If $y=1-x+\frac{x^2}{2!}-\frac{x^3}{3!}+\frac{x^4}{4!}-...$ then $\frac{d^{2}y}{d{x}^2}$is equal to

• A. $-x$
• B. $x$
• C. $y$
• D. $-y$

Answer 1

The correct option is C

$y$

Step 1. Find the value of $\frac{dy}{dx}$.

Differentiate both sides of the equation $y=1-x+\frac{x^2}{2!}-\frac{x^3}{3!}+\frac{x^4}{4!}-...$ with respect to $x$.

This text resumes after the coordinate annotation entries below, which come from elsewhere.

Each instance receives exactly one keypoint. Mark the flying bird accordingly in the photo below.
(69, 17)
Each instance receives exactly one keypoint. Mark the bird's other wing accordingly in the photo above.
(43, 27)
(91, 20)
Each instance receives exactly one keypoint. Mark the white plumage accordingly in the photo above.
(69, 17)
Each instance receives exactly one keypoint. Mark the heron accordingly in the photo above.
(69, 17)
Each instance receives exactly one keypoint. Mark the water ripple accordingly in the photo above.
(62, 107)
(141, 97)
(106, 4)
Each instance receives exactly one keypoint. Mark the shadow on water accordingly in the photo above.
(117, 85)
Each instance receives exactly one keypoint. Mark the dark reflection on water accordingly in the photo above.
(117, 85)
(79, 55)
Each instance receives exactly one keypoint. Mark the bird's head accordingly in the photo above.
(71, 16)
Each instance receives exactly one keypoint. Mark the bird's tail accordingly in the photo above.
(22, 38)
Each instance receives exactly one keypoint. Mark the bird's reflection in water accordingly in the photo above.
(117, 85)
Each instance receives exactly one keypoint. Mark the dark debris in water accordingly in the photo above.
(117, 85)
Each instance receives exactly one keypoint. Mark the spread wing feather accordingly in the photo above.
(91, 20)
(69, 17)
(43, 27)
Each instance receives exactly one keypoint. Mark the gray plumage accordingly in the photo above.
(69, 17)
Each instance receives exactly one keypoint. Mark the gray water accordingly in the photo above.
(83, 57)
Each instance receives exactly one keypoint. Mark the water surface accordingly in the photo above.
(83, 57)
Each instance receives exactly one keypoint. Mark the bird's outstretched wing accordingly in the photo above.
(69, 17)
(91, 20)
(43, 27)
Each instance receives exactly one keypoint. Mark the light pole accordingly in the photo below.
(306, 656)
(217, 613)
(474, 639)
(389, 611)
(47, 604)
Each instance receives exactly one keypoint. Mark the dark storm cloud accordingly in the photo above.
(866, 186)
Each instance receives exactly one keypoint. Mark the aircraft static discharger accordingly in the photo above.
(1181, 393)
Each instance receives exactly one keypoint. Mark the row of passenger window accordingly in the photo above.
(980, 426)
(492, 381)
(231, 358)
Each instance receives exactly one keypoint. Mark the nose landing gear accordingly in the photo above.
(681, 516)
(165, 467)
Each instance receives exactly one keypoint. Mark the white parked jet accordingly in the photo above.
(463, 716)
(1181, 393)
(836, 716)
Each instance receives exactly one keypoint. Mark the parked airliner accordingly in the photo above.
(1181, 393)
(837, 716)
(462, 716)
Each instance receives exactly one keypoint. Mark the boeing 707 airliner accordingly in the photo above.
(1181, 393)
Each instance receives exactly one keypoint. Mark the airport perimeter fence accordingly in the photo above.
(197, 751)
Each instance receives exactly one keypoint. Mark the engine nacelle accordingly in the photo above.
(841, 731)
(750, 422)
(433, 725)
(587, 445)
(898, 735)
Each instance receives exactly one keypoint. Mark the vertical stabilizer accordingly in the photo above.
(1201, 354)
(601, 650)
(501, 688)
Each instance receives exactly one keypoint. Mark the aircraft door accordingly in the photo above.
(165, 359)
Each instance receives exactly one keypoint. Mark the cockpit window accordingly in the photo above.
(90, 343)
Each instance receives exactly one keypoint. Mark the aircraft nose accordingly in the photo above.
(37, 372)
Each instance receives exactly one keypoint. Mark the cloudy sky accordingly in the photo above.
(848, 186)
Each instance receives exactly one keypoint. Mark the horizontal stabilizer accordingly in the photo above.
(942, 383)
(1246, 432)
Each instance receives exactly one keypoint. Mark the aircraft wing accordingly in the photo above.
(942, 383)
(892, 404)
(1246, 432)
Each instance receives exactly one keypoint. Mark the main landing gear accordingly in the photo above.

$$\begin{gathered} \frac{dy}{dx}=\frac{d}{dx}\left(1-x+\frac{x^2}{2!}-\frac{x^3}{3!}+\frac{x^4}{4!}-...\right) \\ \Rightarrow \frac{dy}{dx}=0-1+\frac{2x}{2!}-\frac{3x^2}{3!}+\frac{4x^3}{4!}-... \\ \Rightarrow \frac{dy}{dx}=-1+x-\frac{x^2}{2!}+\frac{x^3}{3!}-... \\ \Rightarrow \frac{dy}{dx}=-\left(1-x+\frac{x^2}{2!}-\frac{x^3}{3!}+\frac{x^4}{4!}\right)\left[y=1-x+\frac{x^2}{2!}-\frac{x^3}{3!}+\frac{x^4}{4!}-..\right] \\ \Rightarrow \frac{dy}{dx}=-y...\left(1\right) \end{gathered}$$

Step 2. Find the value of $\frac{d^{2}y}{d{x}^2}$.

Now differentiate $\frac{dy}{dx}=-y$ with respect to $x$.

$\begin{array}{rcl}\frac{d^{2}y}{d{x}^2}& =& \frac{d}{dx}(-y)\\ & =& -\frac{dy}{dx}\\ & =& -(-y)\left[\mathrm{Using}\mathrm{equation}1\right]\\ & =& y\end{array}$

Hence, the correct option is C.